Muji owner Ryohin Keikaku said it had filed for Chapter 11 bankruptcy protection today, aiming to close unprofitable stores and renegotiate rents across the US.
All of Muji’s 18 US stores have remained closed during the outbreak, shutting their doors in mid-March.
It marks the latest retailer to file for bankruptcy in the US due to the fallout from Covid-19, following closely behind menswear giant Brooks Brothers which filed yesterday.
Other US casualties include J Crew, JC Penney and Neiman Marcus.
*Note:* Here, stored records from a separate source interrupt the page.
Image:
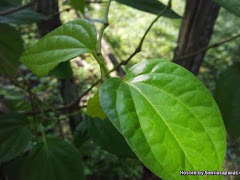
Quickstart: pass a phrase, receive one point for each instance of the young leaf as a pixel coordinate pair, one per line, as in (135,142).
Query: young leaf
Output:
(150,6)
(11,48)
(53,161)
(15,135)
(78,5)
(94,108)
(168,118)
(232,6)
(228,98)
(66,42)
(106,135)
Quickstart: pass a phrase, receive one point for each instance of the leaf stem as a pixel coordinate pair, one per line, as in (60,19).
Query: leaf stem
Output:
(98,54)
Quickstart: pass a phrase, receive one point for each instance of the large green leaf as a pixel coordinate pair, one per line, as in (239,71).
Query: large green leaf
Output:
(55,160)
(15,135)
(25,16)
(78,4)
(168,118)
(66,42)
(106,135)
(11,48)
(150,6)
(232,5)
(227,95)
(94,108)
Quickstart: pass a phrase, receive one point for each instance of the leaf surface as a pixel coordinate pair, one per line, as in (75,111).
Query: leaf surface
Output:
(228,98)
(232,6)
(54,161)
(106,135)
(149,6)
(15,135)
(94,108)
(168,118)
(64,43)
In the UK, the likes of Debenhams, Kath Kidston and TM Lewin have all gone under in recent months.
Ryohin Keikaku said the US filing will not affect its operations in other markets.
It listed assets and liabilities in the range of $50m to $100m, with the number of creditors estimated at 200 to 999.
But the business has also been hit by store closures and weak consumer spending in its main market of Japan.
The collapse in sales as its global store network closed its doors during the pandemic led Ryohin Keikaku to also report a net loss of ¥4.1bn (£30.5m).
In the latest fiscal year, sales from its US arm made up about 2.5 per cent of Ryohin Keikaku’s overall revenue.
The US business had been operating at a loss for the past three years, putting in a loss of around $10m last year.
Shares in Ryohin Keikaku in Tokyo fell 5.38 per cent on the announcement, dragging the Nikkei to a one-week low as local coronavirus cases spike in the country.